И никто не заподозрил, что собравшийся сражаться вначале с войсками Августа, а потом уготовивший Москве судьбу Рима человек не просто служака-наймит, не просто ярый ненавистник русских, а стремится вернуть утерянный престол, и поэтому каждое его движение, жест, слово по-царски мудры и от этого убедительны и естественны.
- Ну, дело решенное! - озорно сказал Карл и зачем-то вонзил в пол клинок своей отличной, выкованной в Милане шпаги. - Идем на этого фазана Августа, и пусть его многочисленные любовницы запасут побольше носовых платков - их слезы будут неуемны!
Горько, навзрыд плакали, голосили новгородские бабы и девки, утирались уголками платков и шалей, глядя на солдат, стрельцов, детей боярских и дворян, которые вразброд, колоннами, совсем не походившими на солдатский строй, все обмотанные каким-то тряпьем, ветошью, чтобы потеплее было, подходили к древнему Новгороду, стражу русской земли. На редких возах везли остатки оружия, раненых и больных. Не так уходили из Новогорода в сентябре: хорохорились, подвивали усы, подмигивали женщинам, пускали в их сторону легкое срамословие, обещали победителями вернуться. Но вышло все по-другому...
В толпах собравшегося народа уже гулял злой, нехороший слушок. Говорили-де, что царь перед самым приходом Карла Свейского войско свое оставил да и в Новгород дал стрекача, не выдержал. А потому не выдержал, что сам антихрист и немец.
Побитую, истерзанную, обескровленную и униженную армию разместили по обывательским квартирам. Новгородцы с охотой приняли под свои тесовые, соломенные крыши измученных долгим сидением в землянках, на заплесневелом хлебе да на конине падшей, служивых русских. Вначале топили бани, при помощи трав, народу давно известных, морили солдатских вшей, не спрашивая казенного довольствия, кормили служивых, животы которых уж к хребтам прилипли. И постепенно, с каждым днем, под ласковым приглядом горожанок и крестьянок, словно глина, ссохшаяся в камень, отмокали, становились мягче окаменевшие сердца солдат, политые горючими слезами русских женщин.
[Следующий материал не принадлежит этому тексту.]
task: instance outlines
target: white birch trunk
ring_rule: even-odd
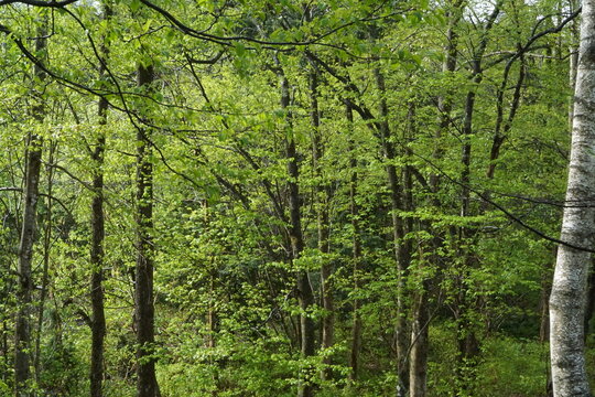
[[[595,234],[595,0],[583,1],[572,148],[561,239],[594,247]],[[591,396],[584,357],[584,311],[591,254],[561,245],[550,297],[555,397]]]

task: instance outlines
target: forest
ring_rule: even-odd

Лже-Петр явился в зале дома воеводы Новогородского, где обедали Данилыч, Шереметев да князь Аникита Иванович Репнин, так же неожиданно, как и тогда, при Нарве в избушке Меншикова, появился Петр настоящий. Хмурый, но какой-то взбаламученный и нервный, точно хмурость и ненастоящая совсем была, бухнулся на стул рядом с прекратившими жевать людьми. Не говоря ни слова, схватил куриное крыло, принялся есть, тяжело ворочая челюстями.
- Ну, слышал, осрамились мои-то генералы. Так бежали от Карлуса, будто пятки им подпалили! Ей-ей, с кем войну решил начать! Вам бы в Преображенском с палками играться да репой и картошкой стрелять из пушек! Срамота, а не генералы! Сорок тысяч войска восьми тысяч шведов осилить не могли!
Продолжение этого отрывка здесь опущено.